How can we develop renewable heat use in the Western Region?

The WDC has recently published an analysis study of opportunities for the development of the renewable heat sector in the Western Region.  The study ‘A Regional Renewable Energy Analysis: Using Biomass to Contribute to the National Renewable Heat Target’ was under taken as the Western Development Commission (WDC), along with SEAI, were tasked under the Action Plan for Jobs: West Region 2015 – 2017  (Action 134 ) to undertake a Regional renewable energy analysis on the use of biomass as a local contribution to the national renewable heat target and develop a range of actions to support the development of renewable energy in the region”.

The study considers the use of biomass use in the WDC region (Donegal, Sligo, Leitrim, Roscommon, Mayo, Galway and Clare), along with an assessment of the potential contribution to the national renewable heat target.  The analysis focused on ‘solid biomass’ – that is forest derived wood fuels used for energy production[1].

The use of biomass for heat generation is likely to have the greatest potential for the Western Region in the immediate future in achieving the renewables heat target and reducing carbon emissions.  An EU 2020 target of 16% renewable energy is to be achieved by 2020 across the electricity, transport and heat (and cooling) sectors in all member states.
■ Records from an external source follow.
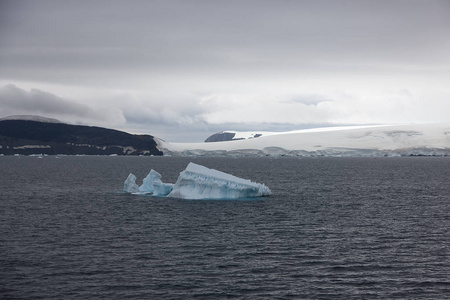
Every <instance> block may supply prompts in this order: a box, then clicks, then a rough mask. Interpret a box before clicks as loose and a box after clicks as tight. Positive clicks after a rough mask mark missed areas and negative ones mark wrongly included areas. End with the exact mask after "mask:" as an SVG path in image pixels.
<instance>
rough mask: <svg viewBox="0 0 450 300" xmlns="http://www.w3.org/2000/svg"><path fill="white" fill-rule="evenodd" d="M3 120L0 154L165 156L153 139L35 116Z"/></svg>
mask: <svg viewBox="0 0 450 300" xmlns="http://www.w3.org/2000/svg"><path fill="white" fill-rule="evenodd" d="M21 117H23V116H13V117H7V118H3V119H0V154H5V155H13V154H24V155H30V154H50V155H51V154H68V155H75V154H86V155H111V154H117V155H162V154H163V153H162V152H161V151H159V150H158V148H157V147H156V142H155V140H154V138H153V136H151V135H133V134H129V133H126V132H123V131H118V130H113V129H107V128H102V127H94V126H80V125H70V124H65V123H62V122H60V121H58V120H56V119H49V118H42V117H36V116H25V117H24V118H22V119H20V118H21Z"/></svg>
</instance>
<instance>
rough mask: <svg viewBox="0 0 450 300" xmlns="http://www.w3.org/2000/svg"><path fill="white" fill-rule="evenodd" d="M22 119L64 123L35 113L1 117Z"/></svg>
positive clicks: (44, 121) (35, 120)
mask: <svg viewBox="0 0 450 300" xmlns="http://www.w3.org/2000/svg"><path fill="white" fill-rule="evenodd" d="M10 120H21V121H36V122H44V123H62V122H61V121H60V120H57V119H53V118H47V117H41V116H35V115H13V116H8V117H5V118H0V121H10Z"/></svg>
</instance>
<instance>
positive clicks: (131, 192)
mask: <svg viewBox="0 0 450 300" xmlns="http://www.w3.org/2000/svg"><path fill="white" fill-rule="evenodd" d="M124 191H125V192H128V193H133V194H150V195H153V196H160V197H166V196H167V197H174V198H182V199H241V198H254V197H262V196H269V195H270V194H271V191H270V189H269V188H268V187H267V186H265V185H264V184H260V183H255V182H252V181H250V180H247V179H242V178H239V177H236V176H233V175H230V174H227V173H224V172H221V171H217V170H214V169H209V168H206V167H204V166H200V165H197V164H194V163H192V162H191V163H189V165H188V166H187V167H186V169H185V170H184V171H182V172H181V173H180V175H179V176H178V179H177V182H176V183H175V184H171V183H164V182H162V181H161V175H160V174H159V173H158V172H156V171H155V170H153V169H152V170H151V171H150V173H149V174H148V175H147V177H145V178H144V180H143V183H142V185H141V186H138V185H137V184H136V176H134V175H133V174H130V175H128V178H127V179H126V180H125V182H124Z"/></svg>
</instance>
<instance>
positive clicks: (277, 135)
mask: <svg viewBox="0 0 450 300" xmlns="http://www.w3.org/2000/svg"><path fill="white" fill-rule="evenodd" d="M237 136H239V135H238V134H237ZM158 148H159V149H160V150H162V151H163V152H164V153H165V155H208V156H214V155H219V156H228V155H230V156H316V155H320V156H322V155H324V156H383V155H388V156H390V155H450V123H445V124H414V125H378V126H349V127H328V128H317V129H305V130H298V131H291V132H283V133H271V134H268V135H262V136H260V137H258V138H253V139H243V140H234V141H225V142H217V143H167V142H164V141H161V140H158Z"/></svg>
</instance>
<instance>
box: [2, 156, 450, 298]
mask: <svg viewBox="0 0 450 300" xmlns="http://www.w3.org/2000/svg"><path fill="white" fill-rule="evenodd" d="M189 161H193V162H196V163H198V164H202V165H205V166H207V167H211V168H215V169H218V170H221V171H224V172H229V173H232V174H233V175H236V176H240V177H243V178H248V179H251V180H253V181H256V182H260V183H265V184H266V185H267V186H269V187H270V188H271V190H272V192H273V195H272V196H270V197H267V198H262V199H258V200H248V201H242V200H240V201H223V200H222V201H220V200H215V201H205V200H201V201H193V200H177V199H170V198H168V199H167V198H166V199H165V198H152V197H144V196H134V195H128V194H123V193H120V191H121V189H122V187H123V181H124V180H125V178H126V177H127V175H128V173H130V172H132V173H134V174H135V175H137V176H138V179H139V180H142V178H143V177H144V176H145V175H146V174H147V173H148V172H149V171H150V169H151V168H153V169H155V170H157V171H159V172H160V173H161V174H162V175H163V181H165V182H175V180H176V178H177V176H178V173H179V172H180V171H182V170H183V169H184V168H185V167H186V165H187V164H188V162H189ZM0 170H1V177H0V187H1V194H0V230H1V236H0V298H2V299H98V298H103V299H192V298H194V299H224V298H229V299H235V298H236V299H394V298H399V299H444V298H449V297H450V256H449V255H450V233H449V228H450V185H449V183H450V158H436V157H431V158H426V157H407V158H406V157H405V158H316V159H314V158H307V159H294V158H281V159H274V158H238V159H232V158H176V157H101V156H100V157H89V156H86V157H61V158H56V157H44V158H42V159H39V158H36V157H0ZM139 182H140V181H139Z"/></svg>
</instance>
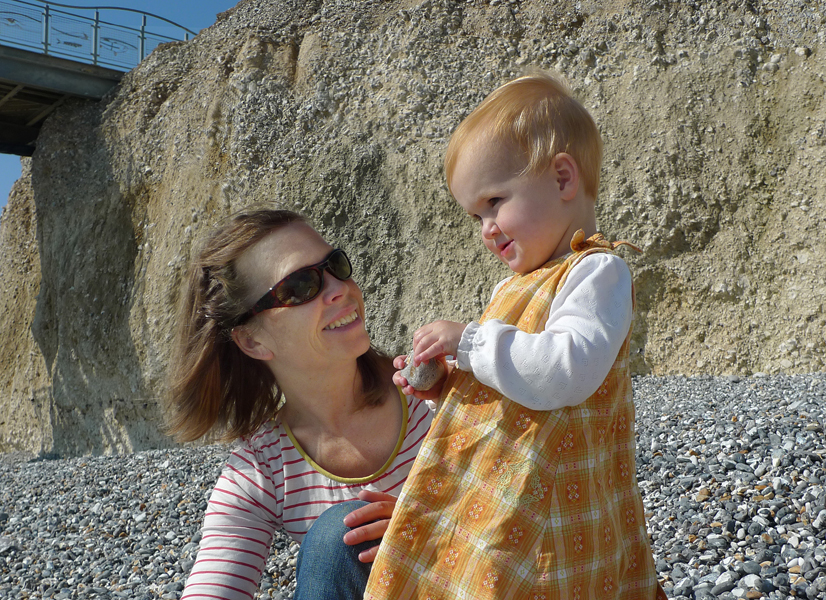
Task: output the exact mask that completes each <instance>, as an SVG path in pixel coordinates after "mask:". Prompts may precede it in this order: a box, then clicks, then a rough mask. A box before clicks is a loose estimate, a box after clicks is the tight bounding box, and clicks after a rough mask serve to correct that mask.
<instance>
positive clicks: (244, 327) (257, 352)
mask: <svg viewBox="0 0 826 600" xmlns="http://www.w3.org/2000/svg"><path fill="white" fill-rule="evenodd" d="M231 335H232V341H233V342H235V345H236V346H238V348H240V349H241V352H243V353H244V354H246V355H247V356H249V357H250V358H254V359H256V360H272V358H273V357H274V356H275V354H274V353H273V351H272V350H270V349H269V348H268V347H267V346H265V345H264V344H262V343H261V342H260V341H259V340H258V339H257V336H256V332H255V331H253V330H252V329H250V328H249V327H247V326H246V325H239V326H238V327H233V328H232V332H231Z"/></svg>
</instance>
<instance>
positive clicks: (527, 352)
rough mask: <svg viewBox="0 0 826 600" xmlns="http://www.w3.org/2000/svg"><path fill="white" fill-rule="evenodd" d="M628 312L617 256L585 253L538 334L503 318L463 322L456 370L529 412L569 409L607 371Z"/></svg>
mask: <svg viewBox="0 0 826 600" xmlns="http://www.w3.org/2000/svg"><path fill="white" fill-rule="evenodd" d="M631 317H632V298H631V272H630V271H629V270H628V266H627V265H626V264H625V261H623V260H622V259H621V258H619V257H618V256H614V255H611V254H605V253H600V254H592V255H590V256H587V257H585V258H584V259H582V261H580V262H579V264H577V265H576V266H575V267H574V268H573V269H572V270H571V272H570V273H569V274H568V279H567V281H566V282H565V285H563V287H562V290H560V292H559V294H557V296H556V297H555V298H554V300H553V302H552V303H551V311H550V315H549V318H548V321H547V322H546V324H545V328H544V331H541V332H540V333H535V334H529V333H525V332H524V331H520V330H519V329H517V328H516V327H514V326H512V325H505V324H504V323H503V322H502V321H499V320H492V321H488V322H486V323H484V324H483V325H480V324H479V323H471V324H470V325H468V326H467V328H466V329H465V331H464V332H463V334H462V339H461V341H460V342H459V348H458V353H457V359H458V367H459V368H460V369H462V370H465V371H472V372H473V374H474V375H475V376H476V378H477V379H478V380H479V381H481V382H482V383H484V384H485V385H489V386H491V387H492V388H494V389H496V390H497V391H499V392H501V393H502V394H504V395H505V396H507V397H508V398H510V399H512V400H514V401H516V402H518V403H519V404H522V405H523V406H526V407H527V408H531V409H535V410H554V409H557V408H562V407H564V406H576V405H577V404H580V403H581V402H583V401H584V400H586V399H587V398H588V397H589V396H590V395H591V394H593V393H594V392H596V390H597V388H599V386H600V384H601V383H602V381H603V380H604V379H605V377H606V376H607V375H608V372H609V371H610V369H611V366H612V365H613V363H614V360H615V359H616V357H617V353H618V352H619V349H620V347H621V346H622V343H623V342H624V341H625V338H626V336H627V335H628V329H629V327H630V326H631Z"/></svg>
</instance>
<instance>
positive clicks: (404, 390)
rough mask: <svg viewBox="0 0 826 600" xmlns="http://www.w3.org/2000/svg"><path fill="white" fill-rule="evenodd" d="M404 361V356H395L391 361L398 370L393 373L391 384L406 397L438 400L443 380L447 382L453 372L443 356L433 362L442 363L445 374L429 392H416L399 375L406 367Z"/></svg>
mask: <svg viewBox="0 0 826 600" xmlns="http://www.w3.org/2000/svg"><path fill="white" fill-rule="evenodd" d="M406 360H407V356H405V355H401V356H397V357H396V358H394V359H393V366H394V367H395V368H396V369H398V371H396V372H395V373H393V383H394V384H396V385H397V386H399V387H400V388H401V389H402V393H403V394H405V395H407V396H415V397H416V398H419V399H420V400H438V399H439V396H441V395H442V387H443V386H444V383H445V380H447V376H448V375H450V372H451V371H452V370H453V369H452V367H451V366H450V365H449V364H447V361H445V358H444V356H440V357H438V358H436V359H434V360H440V361H442V364H443V365H444V367H445V374H444V375H443V376H442V378H441V379H439V381H437V382H436V383H434V384H433V386H432V387H431V388H430V389H429V390H417V389H416V388H414V387H413V386H411V385H410V384H408V382H407V379H405V377H404V375H402V374H401V373H400V371H401V370H402V369H404V368H405V367H406V366H407V363H406Z"/></svg>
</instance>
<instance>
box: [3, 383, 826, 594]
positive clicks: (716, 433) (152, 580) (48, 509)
mask: <svg viewBox="0 0 826 600" xmlns="http://www.w3.org/2000/svg"><path fill="white" fill-rule="evenodd" d="M634 395H635V403H636V406H637V475H638V479H639V484H640V488H641V490H642V495H643V501H644V503H645V507H646V512H647V514H646V516H647V523H648V530H649V534H650V536H651V540H652V547H653V551H654V560H655V562H656V565H657V571H658V573H659V576H660V580H661V583H662V585H663V588H664V589H665V591H666V593H667V595H668V596H669V598H674V599H680V600H682V599H693V600H701V599H703V598H719V599H721V600H732V599H735V598H737V599H739V598H771V599H780V598H788V597H798V598H808V599H823V600H826V541H825V540H826V489H824V485H826V466H825V465H824V462H823V461H824V459H826V439H824V432H823V428H824V418H825V417H826V414H824V413H825V412H826V411H824V405H825V404H826V373H816V374H811V375H796V376H782V375H781V376H765V375H762V374H757V375H755V376H751V377H743V378H740V377H734V376H732V377H722V378H721V377H647V376H646V377H636V378H635V379H634ZM229 451H230V449H229V447H228V446H223V445H214V446H206V447H198V448H176V449H166V450H153V451H146V452H136V453H134V454H128V455H118V456H93V457H92V456H90V457H81V458H70V459H60V458H32V457H27V456H23V455H16V454H7V455H2V456H0V598H2V599H5V598H9V599H12V598H13V599H35V598H55V599H69V598H130V599H137V600H148V599H154V598H164V599H170V600H177V599H178V598H180V596H181V593H182V591H183V588H184V583H185V581H186V576H187V573H188V572H189V570H190V569H191V567H192V564H193V563H194V559H195V556H196V554H197V549H198V541H199V539H200V534H199V528H200V523H201V520H202V517H203V511H204V509H205V508H206V504H207V499H208V497H209V494H210V491H211V489H212V487H213V485H214V484H215V481H216V479H217V477H218V475H219V473H220V470H221V467H222V465H223V462H224V460H225V458H226V456H227V455H228V453H229ZM297 551H298V547H297V545H296V544H295V543H293V542H291V541H290V540H289V539H288V538H287V537H286V536H281V535H277V536H276V538H275V539H274V541H273V548H272V552H271V554H270V558H269V561H268V563H267V567H266V570H265V573H264V575H263V577H262V581H261V585H260V592H259V597H261V598H282V599H287V598H291V597H292V593H293V588H294V565H295V554H296V553H297Z"/></svg>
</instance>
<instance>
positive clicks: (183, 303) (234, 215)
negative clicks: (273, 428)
mask: <svg viewBox="0 0 826 600" xmlns="http://www.w3.org/2000/svg"><path fill="white" fill-rule="evenodd" d="M306 222H307V220H306V219H305V218H304V217H303V216H302V215H300V214H298V213H295V212H292V211H289V210H254V211H244V212H240V213H237V214H235V215H234V216H232V217H230V219H229V220H228V221H227V222H226V223H225V224H223V225H221V226H219V227H217V228H216V229H215V230H213V231H212V233H211V234H210V235H209V236H208V237H207V238H206V240H205V242H204V245H203V247H202V249H201V250H200V252H199V253H198V254H197V255H196V256H195V257H194V258H193V259H192V261H191V262H190V265H189V271H188V273H187V275H186V280H185V282H184V290H183V295H182V296H181V300H180V303H179V306H178V330H177V332H176V338H175V344H174V346H173V357H172V361H171V368H170V372H169V395H168V398H167V428H168V430H169V433H170V434H173V435H174V436H175V437H176V438H177V439H178V440H180V441H184V442H188V441H193V440H197V439H198V438H200V437H202V436H204V435H206V434H207V433H208V432H210V431H211V430H213V429H215V430H216V431H217V433H218V439H220V440H222V441H230V440H233V439H236V438H238V437H242V436H249V435H252V434H253V433H254V432H255V431H256V430H257V429H258V428H259V427H260V426H261V425H263V424H264V423H266V422H267V421H269V420H270V419H272V418H273V417H274V416H275V414H276V412H277V411H278V404H279V401H280V400H281V397H282V393H281V389H280V388H279V387H278V382H277V381H276V380H275V377H274V375H273V373H272V371H270V369H269V368H268V367H267V365H266V364H265V363H264V362H263V361H260V360H256V359H253V358H250V357H249V356H247V355H246V354H244V353H243V352H241V350H240V349H239V348H238V346H237V345H236V344H235V342H234V341H233V340H232V337H231V333H230V332H231V331H232V328H233V327H235V326H237V325H238V324H239V322H240V320H241V316H242V315H243V314H244V313H245V312H246V311H247V310H248V309H249V306H246V302H245V300H246V298H247V297H248V293H247V290H246V287H245V285H244V282H243V280H242V279H241V277H240V276H239V274H238V272H237V269H236V263H237V261H238V259H239V258H240V257H241V255H243V254H244V253H245V252H246V251H247V250H249V249H250V248H251V247H252V246H254V245H255V244H256V243H257V242H259V241H261V240H262V239H264V238H265V237H266V236H267V235H269V234H270V233H272V232H273V231H276V230H278V229H280V228H282V227H284V226H286V225H289V224H290V223H306ZM358 369H359V373H360V375H361V381H362V393H363V396H364V403H365V405H369V406H375V405H378V404H380V403H381V402H382V400H383V398H384V397H385V392H386V391H387V386H388V385H389V383H388V382H389V381H390V373H391V372H392V365H391V362H390V359H389V358H388V357H387V356H385V355H384V354H382V353H381V352H379V351H378V350H376V349H375V348H373V347H372V346H371V348H370V350H368V351H367V353H366V354H364V355H362V356H360V357H359V358H358Z"/></svg>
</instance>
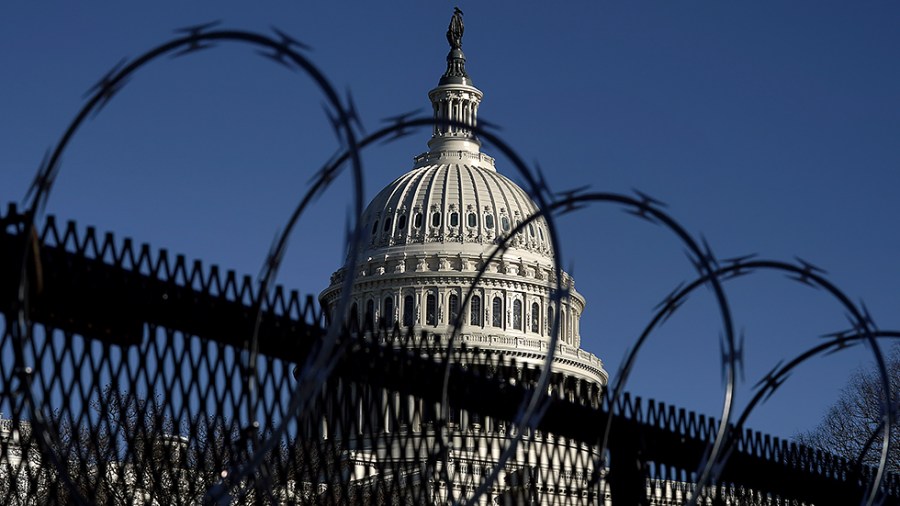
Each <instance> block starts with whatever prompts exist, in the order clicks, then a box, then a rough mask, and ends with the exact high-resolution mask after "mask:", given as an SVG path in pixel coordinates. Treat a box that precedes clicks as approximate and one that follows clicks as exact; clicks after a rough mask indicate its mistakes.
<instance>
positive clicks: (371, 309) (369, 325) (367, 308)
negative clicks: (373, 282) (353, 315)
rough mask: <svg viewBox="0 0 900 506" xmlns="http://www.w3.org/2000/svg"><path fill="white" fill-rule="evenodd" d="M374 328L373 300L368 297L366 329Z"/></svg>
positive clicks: (373, 304)
mask: <svg viewBox="0 0 900 506" xmlns="http://www.w3.org/2000/svg"><path fill="white" fill-rule="evenodd" d="M373 328H375V301H374V300H372V299H369V301H368V302H366V329H368V330H371V329H373Z"/></svg>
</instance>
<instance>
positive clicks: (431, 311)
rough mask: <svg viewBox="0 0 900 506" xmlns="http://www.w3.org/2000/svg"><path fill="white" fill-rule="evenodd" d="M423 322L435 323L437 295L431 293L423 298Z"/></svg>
mask: <svg viewBox="0 0 900 506" xmlns="http://www.w3.org/2000/svg"><path fill="white" fill-rule="evenodd" d="M425 324H426V325H437V297H435V296H434V294H433V293H429V294H428V296H427V297H426V298H425Z"/></svg>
Ireland is one of only four countries in Europe expected to miss its renewable energy target[2][3].  Heat is the largest of these three sectors, and Ireland has a target of 12% of final heating demand be derived from renewable sources by 2020.

Between September and December 2017, the survey of biomass deployment in the WDC region was undertaken which found seven large industrial biomass schemes using 110,000 tonnes of wood fuels a year. The installed capacity of these schemes ranges from 2,000kW to 22,000kW (31.2 Kilotonne of Oil Equivalent (ktoe)). The survey also found 43 smaller non-domestic biomass installations with installed capacities ranging from 50kW to 550kW. Only 24 of these are known to be operational, representing 6,600kW of installed capacity using 6,269 tonnes of wood fuel a year (1.74 ktoe).

In the WDC region, total biomass deployment is equal to 32.94 ktoe. This represents 8.1% of the Western Region heat market.  Taking into account the already installed biomass, this means 7.78 ktoe of new biomass deployment is needed by 2020 to achieve a target of 12% renewable heat for the Region.

This would require €35 million of capital investment and would create 70 new full time jobs and save 28,000 tonnes of CO2. As the potential total market is estimated to be 275MW, suggesting that 35MW of new capacity is a viable aspiration.

The WDC proposed 2018 – 2020 Action Programme, which is part of this report, considers how some of these barriers can be overcome and the growth of biomass could be achieved in the Western Region.

 

Helen McHenry

 

[1] There is a modest percentage of non-solid biomass used to generate renewable energy, and this has been commented upon in the report where appropriate.